As Billie Taylor farewells her place on the Bendigo Youth Council, she reflects on the year well spent, advocating for the wellbeing, employability and engagement of young people, and learning much about herself in the process.
“This year in many ways was so valuable, but I also learnt that I need to reprioritise and have less going on to give myself more time for myself and for my studies,” she says.
The Bendigo Campus Bachelor of Psychological Sciences and Law student has just finished her second year of uni, and her second year on the Bendigo Youth Council. She says her time at the decision-making table for young people in Bendigo has been a valuable addition to her studies.
“I have become much more confident and I now stand up for myself when I believe in something or I believe something is unfair,” she says. “This personal development will be a big benefit for my future career and professional relationships.
“Some of my university work has also influenced my council work; a lot of what I learn from Law and Psychology about working well with others and the emotional dynamics really benefits me in my teamworking skills. I have also learnt a lot from working in teams, where things have gone badly and well, and I will take that with me into my career.”
Billie completed VCE at Bendigo Senior Secondary College then leapt straight into her studies at La Trobe.
“I was very happy to see my dream course offered in Bendigo, mainly so I could stay at home and keep my job and continue to see my friends,” she says. “It gave me a really good lifestyle and allowed me to continue to do the things I loved.”
Billie chose the course because it would give her the skills and knowledge to advocate for people’s rights, particularly those in marginalised communities.
“I have always been fascinated by psychology and learning about people, so I am very fortunate that I get to learn about very interesting parts of the human psyche. I have always been passionate about law, knowing that my career will support others in fighting for equity and their rights.”
That’s something Billie has been doing for many years. Prior to moving to Bendigo she was on the Youth Council of Wangaratta. “I loved the experience and the opportunity it gave me so I thought I would join the Bendigo Youth Council and continue my passion for youth leadership,” she says, adding she’s proud of the activities the council has initiated to support youth wellbeing, employability and engagement.
In its first two-year term the Youth Council has given input into over 20 city plans, strategies and policies and represented young people on over 10 advisory and steering committees including the Creative City of Gastronomy Advisory Committee, the Bendigo Safe Community Forum and the Economic Development Strategy.
“This year our team worked with YMCA and Headspace, where we ran an event with year 8s and 9s teaching them about the ‘5 Ways to Wellbeing’. I loved this opportunity to give young people some tips on how to take care of their own wellbeing and how to support their friends.”
Billie will now follow some of that advice herself.
“Overall, I have been able to successfully develop a fairly good uni and volunteering balance. At times, however, it was quite difficult and I was spreading myself out fairly thin. I had more responsibilities being a Deputy Youth Mayor, but in hindsight I probably took on too many opportunities and commitments. I also work at Zambrero as a casual and I had other volunteering commitments too, so having to balance all those things, with trying to also have a social life and see family, was at times tough.”
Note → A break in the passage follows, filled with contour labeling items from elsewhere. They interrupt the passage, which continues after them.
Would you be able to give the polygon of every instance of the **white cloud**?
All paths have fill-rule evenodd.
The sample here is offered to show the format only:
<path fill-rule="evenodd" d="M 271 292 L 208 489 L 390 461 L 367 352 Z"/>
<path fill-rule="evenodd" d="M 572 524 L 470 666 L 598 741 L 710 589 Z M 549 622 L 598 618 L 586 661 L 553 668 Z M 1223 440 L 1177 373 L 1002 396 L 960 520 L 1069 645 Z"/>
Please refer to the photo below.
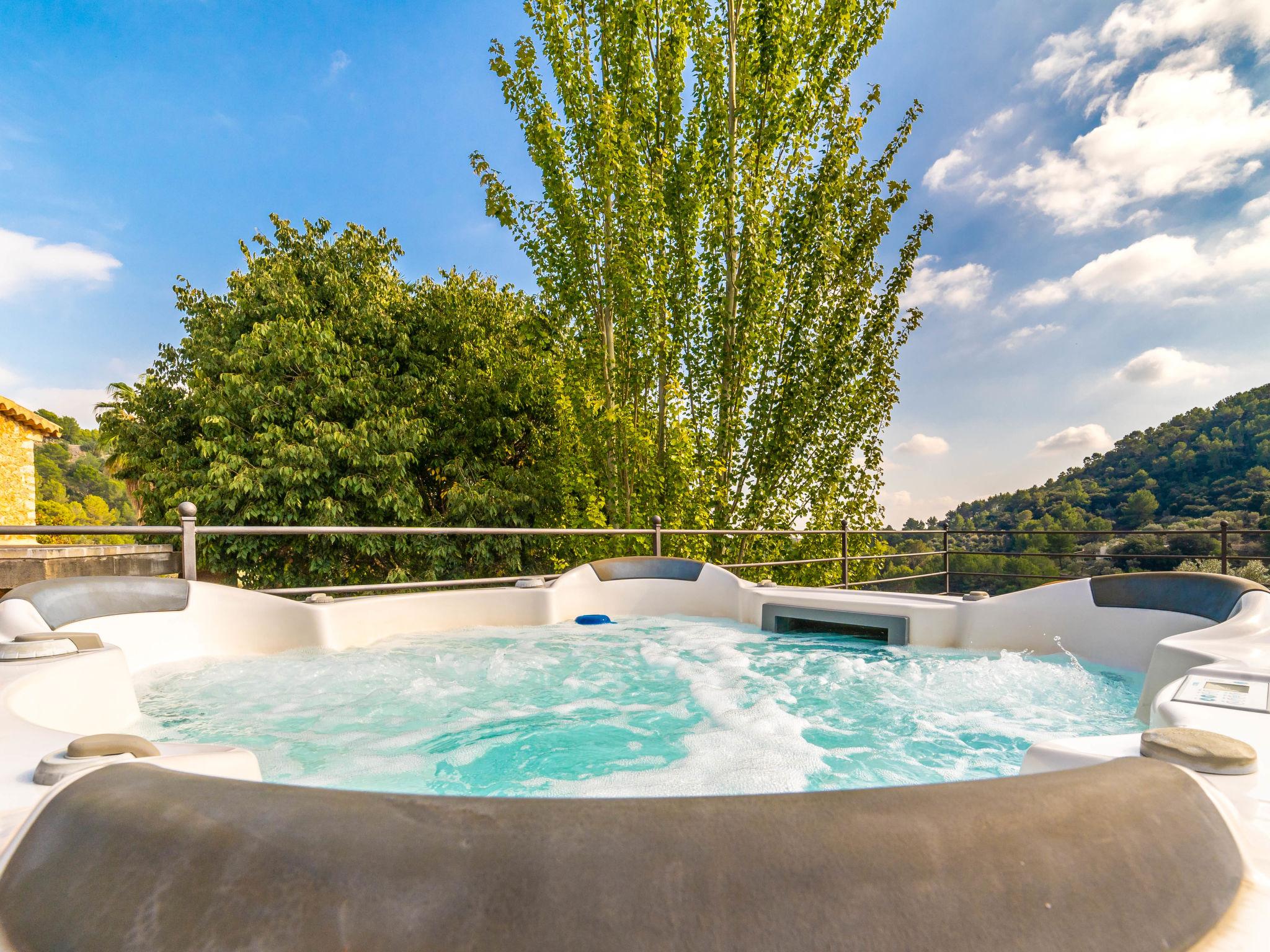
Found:
<path fill-rule="evenodd" d="M 949 179 L 959 169 L 970 165 L 972 161 L 970 154 L 964 149 L 954 149 L 947 155 L 931 162 L 931 168 L 922 176 L 922 184 L 932 192 L 939 192 L 941 188 L 949 187 Z"/>
<path fill-rule="evenodd" d="M 992 272 L 982 264 L 936 270 L 935 255 L 922 255 L 913 265 L 913 277 L 900 300 L 900 307 L 945 305 L 964 311 L 982 303 L 992 291 Z"/>
<path fill-rule="evenodd" d="M 1270 218 L 1270 193 L 1246 202 L 1240 209 L 1240 215 L 1245 218 Z"/>
<path fill-rule="evenodd" d="M 1266 277 L 1270 277 L 1270 215 L 1204 245 L 1189 235 L 1152 235 L 1099 255 L 1067 278 L 1039 281 L 1017 292 L 1011 302 L 1019 307 L 1043 307 L 1080 296 L 1088 301 L 1153 301 L 1166 306 L 1212 303 L 1214 292 Z"/>
<path fill-rule="evenodd" d="M 117 357 L 105 360 L 114 380 L 135 380 L 140 374 L 127 371 Z M 74 416 L 81 426 L 97 426 L 97 404 L 109 396 L 103 387 L 52 387 L 36 383 L 29 377 L 0 364 L 0 392 L 17 400 L 28 410 L 52 410 L 61 416 Z"/>
<path fill-rule="evenodd" d="M 925 433 L 914 433 L 895 447 L 902 456 L 940 456 L 947 451 L 949 442 L 944 437 L 927 437 Z"/>
<path fill-rule="evenodd" d="M 326 81 L 334 83 L 335 77 L 339 76 L 339 74 L 342 74 L 344 70 L 347 70 L 351 62 L 353 62 L 352 58 L 349 58 L 348 53 L 345 53 L 343 50 L 337 50 L 334 53 L 331 53 L 330 67 L 326 70 Z"/>
<path fill-rule="evenodd" d="M 1068 426 L 1053 437 L 1036 440 L 1036 448 L 1033 452 L 1038 456 L 1072 452 L 1104 453 L 1114 446 L 1115 442 L 1101 424 L 1086 423 L 1083 426 Z"/>
<path fill-rule="evenodd" d="M 907 489 L 883 490 L 878 495 L 886 513 L 886 520 L 893 526 L 903 524 L 904 519 L 916 518 L 926 520 L 930 515 L 944 515 L 958 504 L 952 496 L 921 496 L 913 498 Z"/>
<path fill-rule="evenodd" d="M 1035 324 L 1031 327 L 1019 327 L 1010 331 L 1001 341 L 1002 350 L 1017 350 L 1024 344 L 1034 344 L 1041 338 L 1050 338 L 1066 330 L 1062 324 Z"/>
<path fill-rule="evenodd" d="M 32 387 L 18 386 L 5 396 L 28 410 L 52 410 L 61 416 L 74 416 L 80 426 L 97 426 L 97 404 L 107 399 L 105 387 Z"/>
<path fill-rule="evenodd" d="M 112 255 L 84 245 L 50 245 L 32 235 L 0 228 L 0 298 L 37 284 L 102 284 L 118 267 Z"/>
<path fill-rule="evenodd" d="M 1154 347 L 1116 371 L 1116 380 L 1161 387 L 1170 383 L 1204 386 L 1224 376 L 1226 367 L 1191 360 L 1171 347 Z"/>
<path fill-rule="evenodd" d="M 1099 39 L 1116 56 L 1138 56 L 1170 43 L 1229 43 L 1247 39 L 1270 44 L 1270 4 L 1265 0 L 1142 0 L 1120 4 L 1107 17 Z"/>
<path fill-rule="evenodd" d="M 1072 296 L 1066 279 L 1038 281 L 1030 284 L 1010 300 L 1019 307 L 1048 307 L 1059 305 Z"/>
<path fill-rule="evenodd" d="M 1045 150 L 1006 182 L 1059 231 L 1078 232 L 1120 223 L 1138 202 L 1245 182 L 1266 151 L 1270 103 L 1255 103 L 1217 51 L 1200 47 L 1138 76 L 1066 154 Z"/>
<path fill-rule="evenodd" d="M 961 189 L 980 201 L 1015 198 L 1050 217 L 1060 232 L 1138 223 L 1157 215 L 1149 203 L 1210 194 L 1246 182 L 1270 152 L 1270 103 L 1223 62 L 1227 47 L 1247 41 L 1270 48 L 1266 0 L 1142 0 L 1118 6 L 1101 27 L 1045 39 L 1033 79 L 1059 88 L 1099 124 L 1067 149 L 1043 149 L 1012 170 L 1007 154 L 977 142 L 972 129 L 939 159 L 923 182 Z M 1177 43 L 1187 48 L 1171 51 Z M 1123 86 L 1134 60 L 1165 52 Z"/>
Council experience open to all
The Bendigo Youth Council is now calling on other young people to put their hand up and take part.
“For those considering Youth Council, I would advise you that you can definitely have a good balance with your studies and council, just make sure your mental health and uni work comes first when taking up opportunities,” Billie says.
“If someone wanted to learn more about our local government and the growing role that young people play, I would recommend joining. If someone wanted to improve their skills in communication, teamwork, advocacy and public speaking, this is an incredible way to do that. If they wanted to meet more people who are passionate about community, and grow some great working relationships in and outside of the Youth Council, this is a terrific opportunity to meet some incredible organisations.
“Simply, you also learn a lot about what incredible things are happening in your community and often you get to become a part of it, which is one of the most valuable parts of being on Youth Council.”
Billie’s experience will no doubt help shape her future plans, of which she has many.
“I would love to work for an organisation that supports survivors of domestic violence, or to work in government in policy that advocates for the rights of others including women and children,” she says. “I’d also love to work as a State MP or potentially in an organisation like Headspace as a clinician or psychologist and support young people. Overall, although I have many ideas, I know I want to work in community and support others.”